Private catastrophe bonds, also known as cat bond lites, provide a useful way for sponsors to test the ILS market and their appetite to sponsor larger deals in future, as well as an entry-point for sponsors seeking lower limits.
The private cat bond market has seen significant growth in 2015, with the highest level of private or lite cat bonds ever recorded coming to market during the year. Details on all the transactions that Artemis has collected data on can be found in the Deal Directory.
According to GC Securities, the investment banking and broker-dealer arm of reinsurance broker Guy Carpenter, the continued growth of the private or lite cat bond market is down to the ability of sponsors to use these lower friction transactions to issue smaller deals more cost-effectively, or to test out their appetite for catastrophe bond sponsorship.
“The growth of the private cat bond market this year is a function of sponsors with lower limit needs or those sponsors testing the alternative capital market for the first time,” GC Securities explained in its latest quarterly cat bond market report.
Sponsors can use the private structures, such as Rule 4(2), Regulation D and Regulation S securities markets, if they are wanting to try out the capital markets-based as a way to “gain the same benefits as larger sponsors using 144A catastrophe bonds,” GC Securities said.
This ability to try out the market, or to access smaller amounts of reinsurance limit, through the sponsoring of smaller privately arranged and placed cat bonds has added a new dimension to the market, benefiting both sponsors and investors.
The private or cat bond lite structure has also helped some ILS fund managers to acquire risk in a liquid, securitised form to meet specific ILS fund mandates, as evidenced by the Dodeka series of transactions from ILS manager Twelve Capital.
GC Securities explained why private cat bonds are lower friction for sponsors; “Private catastrophe bonds differ from 144A catastrophe bonds in that there is no formal offering prospectus, no expert risk analysis from a third party modeling firm or rating on the notes.”
And lower friction in terms of the effort of issuing a private cat bond or ILS deal translates into a lower cost for the sponsor to bear, making this an accessible way to enter the market.

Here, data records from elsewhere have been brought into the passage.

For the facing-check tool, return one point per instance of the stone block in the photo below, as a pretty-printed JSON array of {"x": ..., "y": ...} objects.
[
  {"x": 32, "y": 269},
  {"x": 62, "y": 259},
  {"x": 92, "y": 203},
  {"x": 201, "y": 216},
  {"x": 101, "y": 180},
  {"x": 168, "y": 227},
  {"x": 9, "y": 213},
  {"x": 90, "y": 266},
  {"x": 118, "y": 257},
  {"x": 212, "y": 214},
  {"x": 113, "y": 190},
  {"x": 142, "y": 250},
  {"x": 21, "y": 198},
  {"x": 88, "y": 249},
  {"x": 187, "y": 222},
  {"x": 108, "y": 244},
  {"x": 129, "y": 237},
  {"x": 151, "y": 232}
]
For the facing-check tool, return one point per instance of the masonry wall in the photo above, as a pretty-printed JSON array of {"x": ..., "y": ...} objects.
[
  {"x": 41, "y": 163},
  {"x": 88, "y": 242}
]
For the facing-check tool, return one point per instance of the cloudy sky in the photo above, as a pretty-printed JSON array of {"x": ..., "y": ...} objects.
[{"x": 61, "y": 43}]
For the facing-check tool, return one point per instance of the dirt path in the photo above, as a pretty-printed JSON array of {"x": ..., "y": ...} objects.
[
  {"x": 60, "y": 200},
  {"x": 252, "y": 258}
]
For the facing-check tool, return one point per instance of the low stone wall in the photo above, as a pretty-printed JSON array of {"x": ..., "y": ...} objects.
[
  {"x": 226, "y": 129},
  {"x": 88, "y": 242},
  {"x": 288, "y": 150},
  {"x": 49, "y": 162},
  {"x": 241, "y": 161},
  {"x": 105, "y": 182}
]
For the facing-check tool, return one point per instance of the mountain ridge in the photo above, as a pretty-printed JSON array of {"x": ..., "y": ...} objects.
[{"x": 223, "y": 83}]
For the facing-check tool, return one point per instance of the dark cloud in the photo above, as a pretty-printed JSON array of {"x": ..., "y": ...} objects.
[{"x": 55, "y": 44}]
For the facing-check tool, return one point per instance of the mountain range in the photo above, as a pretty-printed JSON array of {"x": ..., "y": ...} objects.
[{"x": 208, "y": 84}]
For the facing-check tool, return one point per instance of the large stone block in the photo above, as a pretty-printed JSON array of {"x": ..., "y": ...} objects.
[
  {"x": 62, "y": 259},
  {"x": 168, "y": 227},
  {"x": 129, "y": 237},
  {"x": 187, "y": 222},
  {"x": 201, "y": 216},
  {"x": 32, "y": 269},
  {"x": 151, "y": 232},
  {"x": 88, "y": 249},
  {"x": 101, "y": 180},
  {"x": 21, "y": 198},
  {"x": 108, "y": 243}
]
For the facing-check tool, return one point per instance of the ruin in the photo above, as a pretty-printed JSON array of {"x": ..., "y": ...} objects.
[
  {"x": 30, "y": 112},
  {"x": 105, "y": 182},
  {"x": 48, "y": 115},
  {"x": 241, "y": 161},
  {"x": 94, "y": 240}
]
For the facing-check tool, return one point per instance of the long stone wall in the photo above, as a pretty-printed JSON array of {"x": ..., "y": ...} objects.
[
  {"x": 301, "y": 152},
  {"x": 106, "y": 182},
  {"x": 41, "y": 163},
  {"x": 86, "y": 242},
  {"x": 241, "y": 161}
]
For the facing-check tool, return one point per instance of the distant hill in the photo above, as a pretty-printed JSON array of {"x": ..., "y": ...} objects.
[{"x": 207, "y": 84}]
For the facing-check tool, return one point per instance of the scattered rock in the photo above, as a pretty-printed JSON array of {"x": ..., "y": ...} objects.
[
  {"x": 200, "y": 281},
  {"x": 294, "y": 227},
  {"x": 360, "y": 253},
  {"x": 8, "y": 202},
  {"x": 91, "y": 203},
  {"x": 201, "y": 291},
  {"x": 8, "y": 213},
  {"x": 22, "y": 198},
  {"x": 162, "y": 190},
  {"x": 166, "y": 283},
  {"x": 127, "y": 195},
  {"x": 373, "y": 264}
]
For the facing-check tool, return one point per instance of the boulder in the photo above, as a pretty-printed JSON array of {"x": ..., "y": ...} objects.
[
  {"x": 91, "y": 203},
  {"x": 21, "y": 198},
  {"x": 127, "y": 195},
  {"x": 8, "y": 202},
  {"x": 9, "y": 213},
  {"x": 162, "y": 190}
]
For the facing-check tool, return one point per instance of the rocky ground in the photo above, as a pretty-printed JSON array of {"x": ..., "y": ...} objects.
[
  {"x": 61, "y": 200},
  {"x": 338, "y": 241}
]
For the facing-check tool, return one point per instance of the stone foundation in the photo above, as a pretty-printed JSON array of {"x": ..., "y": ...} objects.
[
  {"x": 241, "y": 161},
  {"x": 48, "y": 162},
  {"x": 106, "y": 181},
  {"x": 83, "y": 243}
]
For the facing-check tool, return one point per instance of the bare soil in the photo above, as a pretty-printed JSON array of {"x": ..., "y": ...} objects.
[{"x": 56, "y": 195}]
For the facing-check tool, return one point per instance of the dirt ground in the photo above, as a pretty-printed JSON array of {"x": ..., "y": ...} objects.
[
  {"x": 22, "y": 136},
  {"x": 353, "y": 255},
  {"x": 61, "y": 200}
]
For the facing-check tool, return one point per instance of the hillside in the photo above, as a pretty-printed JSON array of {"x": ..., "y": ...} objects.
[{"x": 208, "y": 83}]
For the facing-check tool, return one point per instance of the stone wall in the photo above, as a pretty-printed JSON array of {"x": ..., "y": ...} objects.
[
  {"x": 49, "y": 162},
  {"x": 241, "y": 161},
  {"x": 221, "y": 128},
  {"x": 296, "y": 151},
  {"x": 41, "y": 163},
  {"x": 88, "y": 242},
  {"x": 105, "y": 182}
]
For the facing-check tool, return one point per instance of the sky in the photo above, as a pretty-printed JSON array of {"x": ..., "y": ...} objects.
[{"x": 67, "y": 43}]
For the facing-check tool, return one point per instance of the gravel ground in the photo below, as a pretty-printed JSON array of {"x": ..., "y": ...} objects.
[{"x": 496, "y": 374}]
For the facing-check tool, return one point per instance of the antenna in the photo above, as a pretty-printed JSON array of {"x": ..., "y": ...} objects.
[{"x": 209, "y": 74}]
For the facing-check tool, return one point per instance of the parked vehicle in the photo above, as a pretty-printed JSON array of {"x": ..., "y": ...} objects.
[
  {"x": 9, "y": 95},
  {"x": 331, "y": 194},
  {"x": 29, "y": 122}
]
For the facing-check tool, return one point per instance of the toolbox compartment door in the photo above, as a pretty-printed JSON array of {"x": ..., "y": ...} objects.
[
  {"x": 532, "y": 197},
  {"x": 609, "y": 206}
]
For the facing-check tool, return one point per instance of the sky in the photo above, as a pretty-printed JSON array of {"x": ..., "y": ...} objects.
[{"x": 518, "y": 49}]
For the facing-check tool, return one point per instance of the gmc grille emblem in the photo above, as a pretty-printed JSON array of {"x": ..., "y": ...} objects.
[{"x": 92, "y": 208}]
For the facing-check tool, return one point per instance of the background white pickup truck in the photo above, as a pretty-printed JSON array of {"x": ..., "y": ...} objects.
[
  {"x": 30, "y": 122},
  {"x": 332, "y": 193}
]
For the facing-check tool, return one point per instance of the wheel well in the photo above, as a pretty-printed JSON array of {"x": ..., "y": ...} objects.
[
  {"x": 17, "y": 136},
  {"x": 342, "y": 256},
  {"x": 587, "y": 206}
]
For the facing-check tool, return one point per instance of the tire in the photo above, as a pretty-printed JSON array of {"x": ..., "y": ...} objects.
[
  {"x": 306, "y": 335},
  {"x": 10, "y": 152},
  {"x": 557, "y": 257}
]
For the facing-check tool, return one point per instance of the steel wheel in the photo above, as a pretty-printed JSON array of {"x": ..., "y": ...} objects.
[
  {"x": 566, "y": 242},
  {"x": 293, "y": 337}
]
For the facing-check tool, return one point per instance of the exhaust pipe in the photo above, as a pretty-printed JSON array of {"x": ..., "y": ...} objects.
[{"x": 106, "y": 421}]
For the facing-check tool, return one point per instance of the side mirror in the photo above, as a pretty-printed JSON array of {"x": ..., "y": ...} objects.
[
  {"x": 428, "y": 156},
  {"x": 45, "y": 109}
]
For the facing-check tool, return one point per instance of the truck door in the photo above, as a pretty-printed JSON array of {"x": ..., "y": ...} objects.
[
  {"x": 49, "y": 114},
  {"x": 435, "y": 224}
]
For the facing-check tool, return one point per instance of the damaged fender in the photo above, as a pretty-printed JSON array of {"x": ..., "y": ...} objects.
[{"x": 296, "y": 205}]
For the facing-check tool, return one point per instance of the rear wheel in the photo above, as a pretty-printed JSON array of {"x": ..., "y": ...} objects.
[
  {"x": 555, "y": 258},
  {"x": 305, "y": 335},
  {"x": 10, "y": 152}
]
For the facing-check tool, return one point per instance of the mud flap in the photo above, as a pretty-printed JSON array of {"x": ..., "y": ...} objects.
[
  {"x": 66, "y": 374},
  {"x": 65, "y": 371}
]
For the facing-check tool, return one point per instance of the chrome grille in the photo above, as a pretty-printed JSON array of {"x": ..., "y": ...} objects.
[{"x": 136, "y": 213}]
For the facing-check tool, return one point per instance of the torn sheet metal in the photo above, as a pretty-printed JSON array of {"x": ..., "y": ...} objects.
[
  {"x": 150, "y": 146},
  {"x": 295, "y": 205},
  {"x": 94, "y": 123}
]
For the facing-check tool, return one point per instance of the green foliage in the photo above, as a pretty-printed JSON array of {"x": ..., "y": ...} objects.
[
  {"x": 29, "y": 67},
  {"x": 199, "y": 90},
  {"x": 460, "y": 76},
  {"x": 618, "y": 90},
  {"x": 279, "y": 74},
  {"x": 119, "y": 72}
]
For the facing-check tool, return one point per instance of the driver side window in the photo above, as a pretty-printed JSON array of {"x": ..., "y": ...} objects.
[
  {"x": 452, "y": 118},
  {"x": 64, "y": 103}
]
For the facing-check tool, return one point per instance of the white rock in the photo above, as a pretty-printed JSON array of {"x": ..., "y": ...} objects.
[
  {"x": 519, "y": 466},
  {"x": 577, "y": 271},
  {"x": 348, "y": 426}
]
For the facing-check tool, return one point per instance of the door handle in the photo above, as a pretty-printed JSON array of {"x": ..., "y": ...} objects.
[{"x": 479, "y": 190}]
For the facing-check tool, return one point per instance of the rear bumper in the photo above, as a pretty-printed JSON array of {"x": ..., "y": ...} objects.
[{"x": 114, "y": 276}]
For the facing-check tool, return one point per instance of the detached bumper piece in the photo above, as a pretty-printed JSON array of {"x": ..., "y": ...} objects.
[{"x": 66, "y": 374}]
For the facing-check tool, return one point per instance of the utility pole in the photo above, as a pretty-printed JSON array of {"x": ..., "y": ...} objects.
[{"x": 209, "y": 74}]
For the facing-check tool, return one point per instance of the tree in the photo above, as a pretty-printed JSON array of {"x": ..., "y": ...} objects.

This is also beneficial as there are fewer investors available for the private structures, with more seeking the full 144a style cat bond issues.
“Private cat bond structures result in lower expenses relative to 144A offerings, which offset the smaller pool of capital market investors that consider such private cat bond opportunities (relative to the larger pool 144A cat bond investors),” GC Securities continued.
Overall the continued growth of the private cat bond market is indicative of both sponsors and investors “becoming increasingly comfortable with using insurance-linked securities to either buy or sell protection, respectively,” GC Securities said.
Private deals are playing a useful role in the catastrophe bond market now. With $547 million of truly lite cat bond deals issued year-to-date, plus one large $300 million private transaction sponsored by AIG, the private market is set to become a meaningful part of annual catastrophe bond issuance statistics.